A new Virginia Tech study even shows that cigarette companies are actually making more money as a result of the states’ lawsuits. Tobacco companies raised the price of cigarettes an average of 45 cents per pack to pay for the $246 billion settlement. Virginia Tech researchers say this price increase is enough to increase the tobacco companies’ profits because the percentage increase in price is larger than the percentage decrease in cigarettes sold because of the price increase. Virginia Tech says that the people who are hurt by the tobacco lawsuits are tobacco farmers, not manufacturers.7

A federal tobacco lawsuit is probably the silliest tobacco policy our government could have. The case will probably lose on the legal merits, thus flushing away $20-plus million in tax dollars. In the unlikely event that the government wins, it will simply cause higher cigarette prices, a result that could be achieved far more surely and easily by raising tobacco taxes.

President Clinton will say a federal lawsuit is necessary because Congress didn’t pass a tobacco tax increase last year. What he won’t add is that he didn’t try very hard to get them to.

No, that would have been too much trouble. It is far easier for the President to bypass Congress and try to raise taxes through a lawsuit.

Just as King George found the Continental Congress to be a nuisance, so too does President Clinton see Congress as a nuisance. Someone should tell him what happened to King George.

 

Amy Ridenour is president of The National Center for Public Policy Research. Comments may be sent to [email protected].

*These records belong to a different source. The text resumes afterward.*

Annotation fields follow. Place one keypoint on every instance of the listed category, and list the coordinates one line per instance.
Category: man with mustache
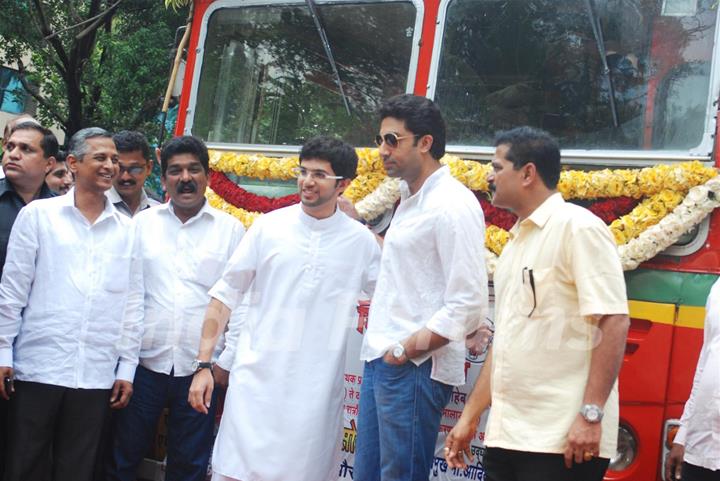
(304, 267)
(128, 193)
(59, 179)
(184, 245)
(432, 292)
(70, 319)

Footnotes1 Doug Bandow, “Lying About the Public Good,” Investor’s Business Daily, April 26, 1999 and W. Kip. Viscusi, “From Cash Crop to Cash Cow, How Tobacco Profits State Governments,” Regulation, Summer 1997.

2 Andy Newman, “The Economics of Cigarettes: Smoke One for the Tax Man,” New York Times Magazine, 1999.

3 Viscusi.

4 Gil Klein, “Senator Shifts on Tobacco Suits, N.H.’s Gregg Explains Move as Cost-Related,” Media General News Service, June 28, 1999.

5 Sam Skolnik, “Capitol Hill Smoke Out? Move by Senate Republicans Threatens Reno’s Tobacco Suit,” Legal Times, July 5, 1999, p. 1.

6 Skolnik.

7 “Harm to Tobacco Farmers Foreseen,” Washington Post, July 5, 1999, p. B3.